October 14, 2003
Now it's time to write an in-depth analysis (in true K-Praxis fashion) as the news about Google's acquisition of Kaltix has died down and even Google CEO has spoken about the Google's search vision. Kaltix acquisition's (along with technology from OutRide, a contextual and personalized search startup Google bought last year) might give a fillip to a number of web information retrieval ideas - this article is an attempt to understand such implications.
Google Searches: Present Issues
The discussion about problems and issues regarding Google PageRank are not new, we had analyzed the Google searches and the blog phenomenon some time back on K-Praxis (Blogs and Google : The Future of Categorized Indexes). Let us bring back some of the important points for discussion again:
- Any body who searches through Google - and for that matter - through any other major search engine, cant help but notice that, blogs ARE making extensive noise in the precision and recall of the search results - and note that it is not just true of Google, try searching on Alltheweb or MSN and you would able to sense the noise. So in a way blogs subvert and validate the very essence of PageRank system - ranking the relative authority of webpages is the essence of PageRank.
- Google News like approach for blogs - where you do a separate search for blogs but after a certain incubation period blog posts are incorporate into the main index - is interesting but it is important to understand that most of the blogs (the inter-linking and PageRank subverting type) feed on news, so blog posts mostly contain references to news, to articles, or to other "information sources". Besides, blogs are very close to user-groups because of their meta-level-dialogic nature.
- On the other hand, when you are searching in the main Google index you don't want see your results tilted towards say news or blogs- and this is exactly the problem with the 30 day incubation period for Google News.

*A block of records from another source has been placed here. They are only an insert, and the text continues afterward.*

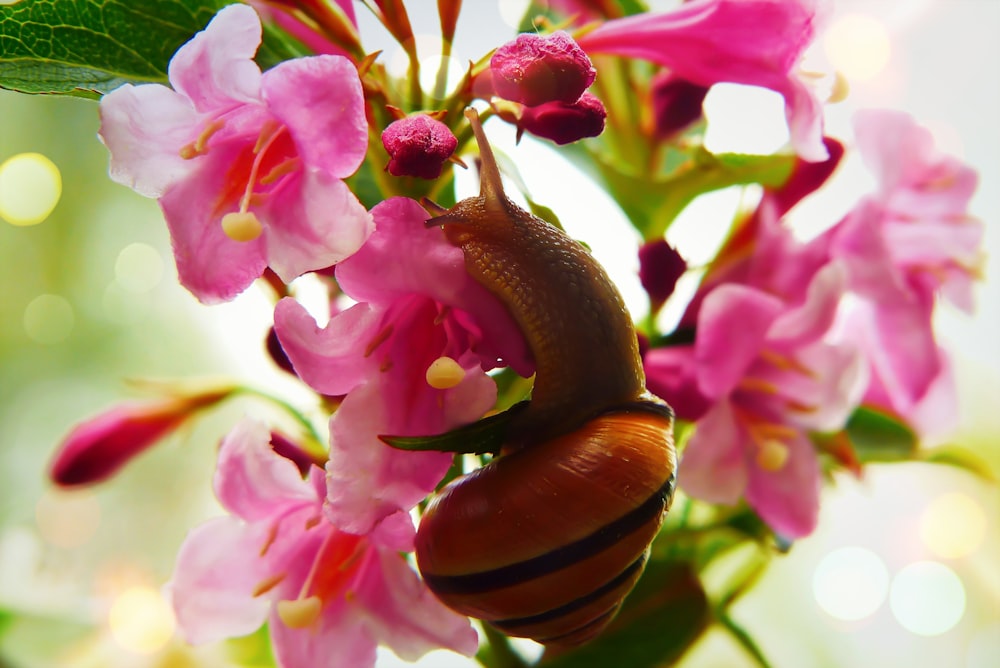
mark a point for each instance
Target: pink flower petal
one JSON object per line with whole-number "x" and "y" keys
{"x": 321, "y": 102}
{"x": 144, "y": 128}
{"x": 212, "y": 266}
{"x": 713, "y": 465}
{"x": 788, "y": 499}
{"x": 331, "y": 360}
{"x": 732, "y": 326}
{"x": 252, "y": 482}
{"x": 213, "y": 583}
{"x": 314, "y": 223}
{"x": 215, "y": 70}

- When a user searches on the Internet, he is looking for a variety of stuff: news, articles, audio, video, games, images, "web sites", etc. Search engines have already started catering to various categories of searches, so it would make sense in the long run to have separate indexes for each of these sources. It will be useful for the users to choose directly from "websites", news, discussion forums and weblogs rather than wade through one common index for everything.
- Of course, it will be very difficult to determine the appropriate unit for de-indexing, for instance what will constitute a "website", a home-page or an index-page of a site?

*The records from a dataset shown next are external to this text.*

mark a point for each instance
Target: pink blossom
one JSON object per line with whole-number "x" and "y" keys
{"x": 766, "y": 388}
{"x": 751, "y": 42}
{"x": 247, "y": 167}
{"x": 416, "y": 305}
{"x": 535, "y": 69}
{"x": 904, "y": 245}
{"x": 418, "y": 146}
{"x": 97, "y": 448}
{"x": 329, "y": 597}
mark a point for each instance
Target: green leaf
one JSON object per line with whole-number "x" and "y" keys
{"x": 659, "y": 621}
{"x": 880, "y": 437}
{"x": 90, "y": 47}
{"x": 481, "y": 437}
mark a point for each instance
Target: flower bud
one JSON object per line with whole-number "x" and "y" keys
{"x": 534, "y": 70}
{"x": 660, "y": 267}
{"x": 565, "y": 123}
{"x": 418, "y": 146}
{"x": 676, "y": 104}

- The benefits of de-indexing audio and video from "web-sites" are self-evident, SingingFish, is a case in point.
- At a more philosophical level, there is still an issue as to how could one differentiate between full-fledged articles written by Bloggers and opinionated news articles culled from various editorial-based online publications.
- It could be much more interesting (from a user perspective) to see how search engines cross-link between different categories of information sources - for instance, it will much more efficient to be able go to blogs through a news article and vice versa (Technorati-style )
- Given this backdrop, it would be quite reasonable to conclude that categorized and personalized search (categorized either on the basis of themes or content types or personalized context of the user) inter-twined with automatic and semantically relevant inter-linkages will help the end users in searching the Internet in a much more meaningfully manner than he/she does today.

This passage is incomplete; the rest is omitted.